La propuesta de establecer el llamado 'pin parental' supone pues, de acuerdo con lo dicho previamente, un clarísimo ataque, que encaja a la perfección en la ofensiva reaccionaria que lidera VOX y que secundan los partidos que se apoyan en él para gobernar, contra los presupuestos de un sistema educativo con el que se pretende formar a los individuos no solo intelectualmente sino también en la ética que compartimos todos y todas.
Una ética que no es otra la que deja clara el art. 10.1 de la Constitución, un artículo que por cierto no veo con frecuencia defender por aquellos que con tanto orgullo lucen la etiqueta de "constitucionalistas": "La dignidad de la persona, los derechos inviolables que le son inherentes, el libre desarrollo de la personalidad, el respeto a la ley y a los derechos de los demás son fundamento del orden político y de la paz social". Una previsión a la que habría que sumar que la interpretación en materia de derechos fundamentales ha de tener en cuenta los compromisos internacionales ratificados por nuestro país, tal y como advierte el apartado 2º del mismo artículo.
A estas alturas del siglo XXI, debería ser evidente, salvo para los fundamentalismos que bajo la apariencia de defensa del sistema lo que pretenden es cargárselo, que cuestiones como la igualdad de género, el reconocimiento de la diversidad afectiva y sexual, o la lucha contra todo tipo de discriminación forman parte de una cultura democrática.
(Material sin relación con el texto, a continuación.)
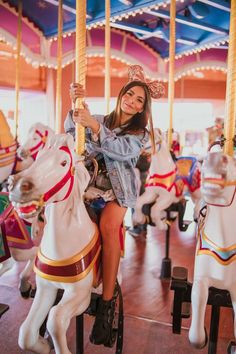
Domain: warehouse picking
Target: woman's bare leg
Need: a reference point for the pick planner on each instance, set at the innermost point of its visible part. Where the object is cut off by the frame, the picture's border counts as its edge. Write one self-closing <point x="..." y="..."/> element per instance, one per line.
<point x="111" y="219"/>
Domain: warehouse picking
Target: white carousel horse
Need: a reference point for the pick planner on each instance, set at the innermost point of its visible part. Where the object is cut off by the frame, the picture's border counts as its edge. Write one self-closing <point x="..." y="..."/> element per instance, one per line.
<point x="23" y="238"/>
<point x="70" y="247"/>
<point x="8" y="147"/>
<point x="37" y="138"/>
<point x="166" y="184"/>
<point x="215" y="258"/>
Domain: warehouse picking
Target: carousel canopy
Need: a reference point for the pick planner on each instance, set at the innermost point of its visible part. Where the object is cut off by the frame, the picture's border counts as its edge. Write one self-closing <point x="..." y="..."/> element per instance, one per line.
<point x="140" y="31"/>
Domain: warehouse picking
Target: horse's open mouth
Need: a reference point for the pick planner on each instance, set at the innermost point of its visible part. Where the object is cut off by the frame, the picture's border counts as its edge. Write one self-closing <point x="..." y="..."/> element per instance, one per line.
<point x="27" y="210"/>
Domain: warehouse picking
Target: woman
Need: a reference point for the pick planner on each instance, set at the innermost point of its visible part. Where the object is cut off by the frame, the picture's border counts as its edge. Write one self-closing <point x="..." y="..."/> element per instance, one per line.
<point x="115" y="141"/>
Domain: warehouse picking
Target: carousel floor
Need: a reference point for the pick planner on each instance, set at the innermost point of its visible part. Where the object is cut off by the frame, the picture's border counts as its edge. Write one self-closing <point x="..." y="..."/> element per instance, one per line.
<point x="147" y="301"/>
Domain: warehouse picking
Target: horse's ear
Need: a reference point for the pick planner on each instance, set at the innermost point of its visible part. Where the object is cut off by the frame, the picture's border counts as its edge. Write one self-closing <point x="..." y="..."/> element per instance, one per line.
<point x="83" y="177"/>
<point x="59" y="140"/>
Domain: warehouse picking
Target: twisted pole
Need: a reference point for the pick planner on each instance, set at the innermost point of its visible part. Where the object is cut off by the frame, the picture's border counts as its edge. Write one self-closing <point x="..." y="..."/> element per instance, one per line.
<point x="107" y="55"/>
<point x="18" y="50"/>
<point x="59" y="68"/>
<point x="80" y="67"/>
<point x="171" y="86"/>
<point x="230" y="107"/>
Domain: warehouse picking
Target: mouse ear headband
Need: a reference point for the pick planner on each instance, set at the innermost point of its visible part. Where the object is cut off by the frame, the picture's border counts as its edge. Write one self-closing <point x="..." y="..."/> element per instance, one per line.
<point x="136" y="73"/>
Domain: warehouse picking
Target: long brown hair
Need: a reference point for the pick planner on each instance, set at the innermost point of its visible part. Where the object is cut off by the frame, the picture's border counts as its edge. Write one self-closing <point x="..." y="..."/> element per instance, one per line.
<point x="138" y="123"/>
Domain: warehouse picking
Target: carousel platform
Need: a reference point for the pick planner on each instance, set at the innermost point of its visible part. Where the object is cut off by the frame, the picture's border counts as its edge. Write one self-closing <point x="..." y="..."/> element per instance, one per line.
<point x="147" y="301"/>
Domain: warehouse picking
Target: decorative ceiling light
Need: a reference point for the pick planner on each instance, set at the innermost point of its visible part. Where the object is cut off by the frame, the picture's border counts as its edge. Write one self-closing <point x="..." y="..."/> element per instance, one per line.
<point x="126" y="2"/>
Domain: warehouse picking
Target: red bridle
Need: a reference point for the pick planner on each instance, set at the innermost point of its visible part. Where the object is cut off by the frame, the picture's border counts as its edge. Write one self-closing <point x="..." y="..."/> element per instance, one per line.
<point x="34" y="150"/>
<point x="68" y="176"/>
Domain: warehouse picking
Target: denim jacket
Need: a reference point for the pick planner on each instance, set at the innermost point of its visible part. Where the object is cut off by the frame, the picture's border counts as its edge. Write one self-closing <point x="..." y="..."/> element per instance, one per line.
<point x="120" y="154"/>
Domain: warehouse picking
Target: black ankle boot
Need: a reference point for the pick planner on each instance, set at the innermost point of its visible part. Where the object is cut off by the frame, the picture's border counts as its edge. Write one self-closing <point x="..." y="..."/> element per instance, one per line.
<point x="102" y="332"/>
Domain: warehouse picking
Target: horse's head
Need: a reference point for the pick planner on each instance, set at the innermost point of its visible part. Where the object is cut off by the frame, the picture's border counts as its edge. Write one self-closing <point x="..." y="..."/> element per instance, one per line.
<point x="161" y="161"/>
<point x="38" y="137"/>
<point x="6" y="137"/>
<point x="218" y="178"/>
<point x="50" y="179"/>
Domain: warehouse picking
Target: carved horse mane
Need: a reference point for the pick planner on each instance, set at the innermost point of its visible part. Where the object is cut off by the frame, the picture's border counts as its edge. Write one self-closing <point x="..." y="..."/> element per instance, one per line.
<point x="70" y="246"/>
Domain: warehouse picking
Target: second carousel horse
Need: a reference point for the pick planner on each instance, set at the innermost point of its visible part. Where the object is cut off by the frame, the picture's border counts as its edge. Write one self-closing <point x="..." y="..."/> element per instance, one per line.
<point x="166" y="184"/>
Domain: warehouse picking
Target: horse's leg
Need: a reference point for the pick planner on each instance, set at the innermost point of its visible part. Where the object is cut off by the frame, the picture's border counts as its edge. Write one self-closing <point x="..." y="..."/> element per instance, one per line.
<point x="6" y="265"/>
<point x="233" y="299"/>
<point x="29" y="338"/>
<point x="199" y="296"/>
<point x="22" y="256"/>
<point x="74" y="302"/>
<point x="148" y="197"/>
<point x="164" y="200"/>
<point x="198" y="203"/>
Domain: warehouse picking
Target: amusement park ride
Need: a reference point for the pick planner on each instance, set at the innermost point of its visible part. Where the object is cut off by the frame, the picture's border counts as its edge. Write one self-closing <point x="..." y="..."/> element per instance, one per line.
<point x="160" y="36"/>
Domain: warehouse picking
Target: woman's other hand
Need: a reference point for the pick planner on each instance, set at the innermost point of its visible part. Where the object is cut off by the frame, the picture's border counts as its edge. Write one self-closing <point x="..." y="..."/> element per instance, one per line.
<point x="76" y="91"/>
<point x="83" y="117"/>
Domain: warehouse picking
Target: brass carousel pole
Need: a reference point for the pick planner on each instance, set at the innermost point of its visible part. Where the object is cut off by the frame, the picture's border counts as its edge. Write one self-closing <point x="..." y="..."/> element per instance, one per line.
<point x="171" y="86"/>
<point x="17" y="83"/>
<point x="230" y="108"/>
<point x="59" y="68"/>
<point x="80" y="67"/>
<point x="107" y="55"/>
<point x="166" y="261"/>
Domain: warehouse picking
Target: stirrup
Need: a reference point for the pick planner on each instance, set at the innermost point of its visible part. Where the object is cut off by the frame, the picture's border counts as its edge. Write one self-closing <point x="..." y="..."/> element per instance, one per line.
<point x="103" y="331"/>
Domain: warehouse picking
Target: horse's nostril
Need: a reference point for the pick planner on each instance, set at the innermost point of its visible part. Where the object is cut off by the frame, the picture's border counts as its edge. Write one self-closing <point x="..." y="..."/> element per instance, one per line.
<point x="26" y="186"/>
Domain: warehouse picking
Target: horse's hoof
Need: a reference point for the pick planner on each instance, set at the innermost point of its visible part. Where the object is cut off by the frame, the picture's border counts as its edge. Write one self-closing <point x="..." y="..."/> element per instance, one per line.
<point x="201" y="345"/>
<point x="26" y="293"/>
<point x="32" y="292"/>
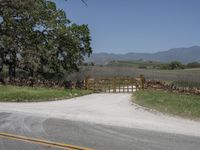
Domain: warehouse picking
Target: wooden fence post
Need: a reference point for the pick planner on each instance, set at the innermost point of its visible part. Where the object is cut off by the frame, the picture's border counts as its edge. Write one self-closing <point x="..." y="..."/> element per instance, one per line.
<point x="142" y="81"/>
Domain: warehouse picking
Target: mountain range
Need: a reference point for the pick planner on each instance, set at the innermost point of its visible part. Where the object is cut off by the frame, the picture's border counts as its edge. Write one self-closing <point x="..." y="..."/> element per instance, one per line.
<point x="184" y="55"/>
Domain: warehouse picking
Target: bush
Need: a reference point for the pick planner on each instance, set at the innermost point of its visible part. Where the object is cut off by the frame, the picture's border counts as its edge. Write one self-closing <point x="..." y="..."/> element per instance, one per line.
<point x="193" y="65"/>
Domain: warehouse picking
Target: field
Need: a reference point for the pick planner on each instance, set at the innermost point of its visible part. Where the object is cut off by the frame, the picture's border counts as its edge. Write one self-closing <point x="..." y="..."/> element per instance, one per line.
<point x="189" y="75"/>
<point x="135" y="64"/>
<point x="171" y="103"/>
<point x="28" y="94"/>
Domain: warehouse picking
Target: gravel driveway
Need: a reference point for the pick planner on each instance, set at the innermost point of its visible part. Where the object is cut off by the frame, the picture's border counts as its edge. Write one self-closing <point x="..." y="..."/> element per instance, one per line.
<point x="107" y="109"/>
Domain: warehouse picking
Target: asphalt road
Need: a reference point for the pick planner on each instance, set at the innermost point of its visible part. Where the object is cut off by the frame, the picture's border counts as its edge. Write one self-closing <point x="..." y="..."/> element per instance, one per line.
<point x="91" y="135"/>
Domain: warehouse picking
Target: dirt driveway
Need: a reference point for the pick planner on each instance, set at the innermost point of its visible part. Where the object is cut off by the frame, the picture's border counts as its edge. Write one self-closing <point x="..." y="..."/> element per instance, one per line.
<point x="107" y="109"/>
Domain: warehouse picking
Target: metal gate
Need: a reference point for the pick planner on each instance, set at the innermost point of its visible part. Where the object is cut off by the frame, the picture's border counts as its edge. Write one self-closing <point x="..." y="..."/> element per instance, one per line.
<point x="114" y="84"/>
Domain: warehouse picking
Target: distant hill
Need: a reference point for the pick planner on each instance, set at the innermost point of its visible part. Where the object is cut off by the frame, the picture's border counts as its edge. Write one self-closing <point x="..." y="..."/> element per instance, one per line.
<point x="184" y="55"/>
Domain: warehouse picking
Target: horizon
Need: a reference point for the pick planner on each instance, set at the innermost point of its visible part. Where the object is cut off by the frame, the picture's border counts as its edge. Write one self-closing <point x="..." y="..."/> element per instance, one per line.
<point x="146" y="52"/>
<point x="137" y="26"/>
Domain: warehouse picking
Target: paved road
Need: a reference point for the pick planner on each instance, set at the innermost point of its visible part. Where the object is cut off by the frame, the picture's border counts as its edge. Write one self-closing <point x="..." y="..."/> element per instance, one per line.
<point x="96" y="136"/>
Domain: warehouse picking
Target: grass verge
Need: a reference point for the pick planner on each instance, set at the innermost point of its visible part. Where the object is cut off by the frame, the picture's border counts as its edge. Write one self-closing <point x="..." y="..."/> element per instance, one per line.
<point x="28" y="94"/>
<point x="187" y="106"/>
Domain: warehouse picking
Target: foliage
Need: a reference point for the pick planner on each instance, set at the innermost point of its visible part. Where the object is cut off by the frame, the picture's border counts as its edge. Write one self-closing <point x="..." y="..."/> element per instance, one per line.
<point x="193" y="65"/>
<point x="167" y="102"/>
<point x="38" y="38"/>
<point x="190" y="84"/>
<point x="28" y="94"/>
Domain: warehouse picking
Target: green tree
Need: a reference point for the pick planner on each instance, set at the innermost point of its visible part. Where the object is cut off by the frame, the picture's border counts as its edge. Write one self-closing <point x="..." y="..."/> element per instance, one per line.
<point x="37" y="37"/>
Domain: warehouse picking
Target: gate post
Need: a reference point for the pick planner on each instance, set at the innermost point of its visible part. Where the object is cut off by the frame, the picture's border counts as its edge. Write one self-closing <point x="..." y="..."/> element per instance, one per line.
<point x="114" y="84"/>
<point x="142" y="81"/>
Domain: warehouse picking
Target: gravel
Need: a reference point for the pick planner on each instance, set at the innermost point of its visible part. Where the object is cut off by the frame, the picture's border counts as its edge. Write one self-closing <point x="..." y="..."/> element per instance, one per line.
<point x="107" y="109"/>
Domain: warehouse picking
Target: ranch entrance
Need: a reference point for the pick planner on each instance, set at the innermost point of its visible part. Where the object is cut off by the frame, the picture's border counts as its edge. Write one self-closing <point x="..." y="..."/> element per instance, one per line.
<point x="114" y="84"/>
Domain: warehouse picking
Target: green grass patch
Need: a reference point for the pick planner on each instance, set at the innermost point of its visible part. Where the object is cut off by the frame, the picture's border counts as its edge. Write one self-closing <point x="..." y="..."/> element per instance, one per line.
<point x="172" y="103"/>
<point x="28" y="94"/>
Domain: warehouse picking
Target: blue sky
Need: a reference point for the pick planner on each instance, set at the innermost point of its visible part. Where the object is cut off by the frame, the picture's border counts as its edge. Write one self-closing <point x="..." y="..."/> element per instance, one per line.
<point x="121" y="26"/>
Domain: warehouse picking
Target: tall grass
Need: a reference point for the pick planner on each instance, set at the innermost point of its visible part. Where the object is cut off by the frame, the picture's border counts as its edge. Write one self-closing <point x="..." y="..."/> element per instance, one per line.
<point x="171" y="103"/>
<point x="28" y="94"/>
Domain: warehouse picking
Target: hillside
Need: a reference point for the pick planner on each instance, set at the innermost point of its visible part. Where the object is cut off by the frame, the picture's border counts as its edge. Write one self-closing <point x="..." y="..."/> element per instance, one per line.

No hablamos pues de una ideología partidista, como con frecuencia se califica por ejemplo al feminismo, sino de un ideario que deriva de la lógica de los derechos humanos y, en definitiva, de los valores que sustentan los sistemas constitucionales contemporáneos.
Un ideario educativo que, entre otras cosas, es el que contribuirá a la convivencia pacífica de los y las diferentes, a la gestión sensata de los conflictos y a la realidad enriquecedora del pluralismo, además de permitir que cada chico y cada chica tenga herramientas suficientes para construir su propio proyecto de vida. Una tarea para la que incluso, en muchas ocasiones, ellos y ellas acabarán rebelándose contra las convicciones de sus padres y de sus madres. El eje no es pues la satisfacción de unos intereses parentales sino la debida garantía del derecho que tiene cualquier niño y cualquier niña a desarrollar al máximo sus capacidades y poder en consecuencia, y de manera responsable, disfrutar de las libertades y oportunidades que una democracia le permite.
Todo lo que vaya en contra de este objetivo no es más que una estrategia más para dejar en mano de los intereses y cosmovisiones particulares la formación moral de los individuos, en detrimento de la educación ética sin la que las democracias corren el riesgo de convertirse en una farsa. Un riesgo más que evidente ante la progresiva legitimación política e institucional de discursos y prácticas que pretenden retrotraernos a tiempos en los que la garantía del pluralismo era un sueño. De ahí la urgencia de hacer de nuestro sistema educativo no un lugar de batalla sino el escenario idóneo para poner los cimientos de un modelo de convivencia en el que todas y todos aprendamos y aprehendamos los derechos humanos, entendidos como fundamento de una ética cívica sin la que estamos condenados a que, una vez más, unos cuantos espabilados pretendan salvarnos de la libertad paradójicamente en nombre de ella.